This will help in determining how we set up our socket resources, if clients are in millions then probably they will not send requests so frequently, Hence we don't have to spin up a dedicated thread and keep waiting for the request. Instead we can use epoll to handle those clients and we will get notified when the request arrives. On the other hand, if we have a limited number of clients and very high request rate, we can have active threads which will keep churning the requests as soon as they land but again that will depend on the following question too.
b) Requests are cpu intensive or I/O intensive?
If a job involves lots of I/O ops, we don't really have to hold on to the cpu resources. We can again use an event driven approach to get notification when anything arrives on the I/O resource endpoint.

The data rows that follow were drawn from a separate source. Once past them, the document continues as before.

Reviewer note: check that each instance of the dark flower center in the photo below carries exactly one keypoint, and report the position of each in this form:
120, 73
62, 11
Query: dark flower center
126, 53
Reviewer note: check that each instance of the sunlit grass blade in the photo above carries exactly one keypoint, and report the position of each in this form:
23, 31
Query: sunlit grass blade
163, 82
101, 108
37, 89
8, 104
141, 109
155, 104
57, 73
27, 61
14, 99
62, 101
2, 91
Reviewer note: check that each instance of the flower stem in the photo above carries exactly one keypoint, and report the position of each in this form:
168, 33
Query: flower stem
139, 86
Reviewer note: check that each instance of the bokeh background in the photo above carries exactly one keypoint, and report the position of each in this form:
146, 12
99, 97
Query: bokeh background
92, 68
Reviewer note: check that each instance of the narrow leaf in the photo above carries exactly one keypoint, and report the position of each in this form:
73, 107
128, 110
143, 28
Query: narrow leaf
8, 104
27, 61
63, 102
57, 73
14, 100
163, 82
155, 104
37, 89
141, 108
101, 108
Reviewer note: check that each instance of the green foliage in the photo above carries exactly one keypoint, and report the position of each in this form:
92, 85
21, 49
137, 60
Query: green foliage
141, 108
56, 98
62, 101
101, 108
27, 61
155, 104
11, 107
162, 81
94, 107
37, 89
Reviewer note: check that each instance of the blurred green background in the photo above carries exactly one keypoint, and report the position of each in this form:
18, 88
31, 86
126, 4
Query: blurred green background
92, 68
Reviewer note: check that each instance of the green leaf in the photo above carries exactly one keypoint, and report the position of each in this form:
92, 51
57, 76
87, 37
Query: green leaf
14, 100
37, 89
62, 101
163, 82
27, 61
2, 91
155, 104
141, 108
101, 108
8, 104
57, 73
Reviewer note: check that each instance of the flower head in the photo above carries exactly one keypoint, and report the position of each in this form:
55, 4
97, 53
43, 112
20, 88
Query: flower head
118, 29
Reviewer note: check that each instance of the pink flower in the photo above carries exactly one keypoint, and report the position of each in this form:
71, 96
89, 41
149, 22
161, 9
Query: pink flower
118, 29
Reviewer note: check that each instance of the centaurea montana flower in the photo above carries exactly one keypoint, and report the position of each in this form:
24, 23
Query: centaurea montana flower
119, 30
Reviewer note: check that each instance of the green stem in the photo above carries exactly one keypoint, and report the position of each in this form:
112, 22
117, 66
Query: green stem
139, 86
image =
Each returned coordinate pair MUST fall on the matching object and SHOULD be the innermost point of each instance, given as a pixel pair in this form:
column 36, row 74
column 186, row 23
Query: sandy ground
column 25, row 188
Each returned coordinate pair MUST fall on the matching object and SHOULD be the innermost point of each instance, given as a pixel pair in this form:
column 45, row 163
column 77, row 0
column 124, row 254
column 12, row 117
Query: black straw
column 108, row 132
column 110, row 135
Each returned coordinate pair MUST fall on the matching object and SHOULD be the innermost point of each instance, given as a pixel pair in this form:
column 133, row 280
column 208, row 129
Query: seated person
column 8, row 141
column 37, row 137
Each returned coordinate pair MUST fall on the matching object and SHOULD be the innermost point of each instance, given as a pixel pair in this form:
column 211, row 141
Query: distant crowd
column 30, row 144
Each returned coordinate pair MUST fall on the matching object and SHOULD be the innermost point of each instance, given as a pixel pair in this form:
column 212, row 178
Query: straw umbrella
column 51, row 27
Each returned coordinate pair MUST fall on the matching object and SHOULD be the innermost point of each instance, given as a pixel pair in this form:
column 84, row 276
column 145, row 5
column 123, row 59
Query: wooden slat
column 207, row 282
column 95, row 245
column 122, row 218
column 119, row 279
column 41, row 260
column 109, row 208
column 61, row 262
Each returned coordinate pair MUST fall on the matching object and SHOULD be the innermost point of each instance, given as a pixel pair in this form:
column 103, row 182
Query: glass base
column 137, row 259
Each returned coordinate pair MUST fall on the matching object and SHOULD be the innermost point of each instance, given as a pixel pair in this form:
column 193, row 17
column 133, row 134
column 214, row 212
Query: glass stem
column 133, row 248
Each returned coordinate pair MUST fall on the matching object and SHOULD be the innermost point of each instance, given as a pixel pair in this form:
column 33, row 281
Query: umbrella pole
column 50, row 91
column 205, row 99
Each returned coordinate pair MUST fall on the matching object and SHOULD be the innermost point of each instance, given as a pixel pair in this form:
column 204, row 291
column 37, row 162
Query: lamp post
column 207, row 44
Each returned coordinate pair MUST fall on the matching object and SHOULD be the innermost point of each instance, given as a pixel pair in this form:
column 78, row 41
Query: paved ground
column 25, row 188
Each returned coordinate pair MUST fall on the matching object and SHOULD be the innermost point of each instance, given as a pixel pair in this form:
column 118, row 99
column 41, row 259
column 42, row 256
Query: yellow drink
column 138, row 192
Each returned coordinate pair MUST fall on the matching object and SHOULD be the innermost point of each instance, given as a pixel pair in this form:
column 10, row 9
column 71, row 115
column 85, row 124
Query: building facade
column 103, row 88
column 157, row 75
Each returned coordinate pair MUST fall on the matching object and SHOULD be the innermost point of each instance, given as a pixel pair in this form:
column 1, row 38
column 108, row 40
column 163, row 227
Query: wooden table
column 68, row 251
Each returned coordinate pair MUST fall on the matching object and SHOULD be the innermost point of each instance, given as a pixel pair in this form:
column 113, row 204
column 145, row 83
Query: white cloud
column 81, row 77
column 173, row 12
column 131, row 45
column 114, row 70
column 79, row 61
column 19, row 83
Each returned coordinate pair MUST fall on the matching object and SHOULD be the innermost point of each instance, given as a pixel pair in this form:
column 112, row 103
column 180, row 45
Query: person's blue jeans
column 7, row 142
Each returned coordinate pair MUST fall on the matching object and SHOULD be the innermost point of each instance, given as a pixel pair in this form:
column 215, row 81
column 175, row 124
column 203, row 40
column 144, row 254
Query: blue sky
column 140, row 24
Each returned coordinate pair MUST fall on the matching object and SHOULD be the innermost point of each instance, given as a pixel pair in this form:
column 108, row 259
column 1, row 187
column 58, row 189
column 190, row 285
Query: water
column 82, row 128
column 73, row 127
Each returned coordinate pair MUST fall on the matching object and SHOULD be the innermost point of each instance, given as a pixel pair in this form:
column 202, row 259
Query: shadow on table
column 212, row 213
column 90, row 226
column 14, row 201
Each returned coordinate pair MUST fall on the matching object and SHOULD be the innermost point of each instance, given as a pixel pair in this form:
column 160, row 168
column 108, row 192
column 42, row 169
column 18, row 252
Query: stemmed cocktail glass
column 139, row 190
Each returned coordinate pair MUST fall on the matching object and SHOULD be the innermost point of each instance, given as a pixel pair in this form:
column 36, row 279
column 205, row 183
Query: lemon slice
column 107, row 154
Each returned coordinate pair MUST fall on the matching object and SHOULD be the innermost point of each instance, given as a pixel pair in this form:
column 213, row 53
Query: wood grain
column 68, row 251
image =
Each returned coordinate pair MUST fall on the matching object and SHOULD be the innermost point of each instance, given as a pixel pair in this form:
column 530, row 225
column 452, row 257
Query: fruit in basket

In our cases, requests are I/O bound and we are not limited by number of clients or requests, hence we used Boost::asio to handle the sockets (which internally uses epoll).
Machine configuration:
CPU: 3 vCPU - Intel(R) Core(TM) i7-1068NG7 CPU @ 2.30GHz
RAM: 8G
| No of key-value | Avg Latency(Microsecond) | Mem after initialization | Mem during test |
|---|---|---|---|
| 10k | 100 to 200, median 130 | 16MB (0.2%) | 16MB (0.2%) |
| 1 Million | 100 to 200, median 130 | 224MB(2.8%) | 224MB(2.8%) |
- Based on data size requirement, edit data_generator.py and modify the value of "data_size".
python3 data_generator.py
make
- Run the server with above generated data file.
./Server testdata_1M.data
- Now run the client. Client will also take same data file as input as it will randomly pick a key and query the server. In kv_store_client.cpp, we have two paramter to control concurrency (NUM_CLIENT) and total number of requests (NUM_REQUEST). Currently set to 10 clients and 1 Million requests.
./Client testdata_1M.data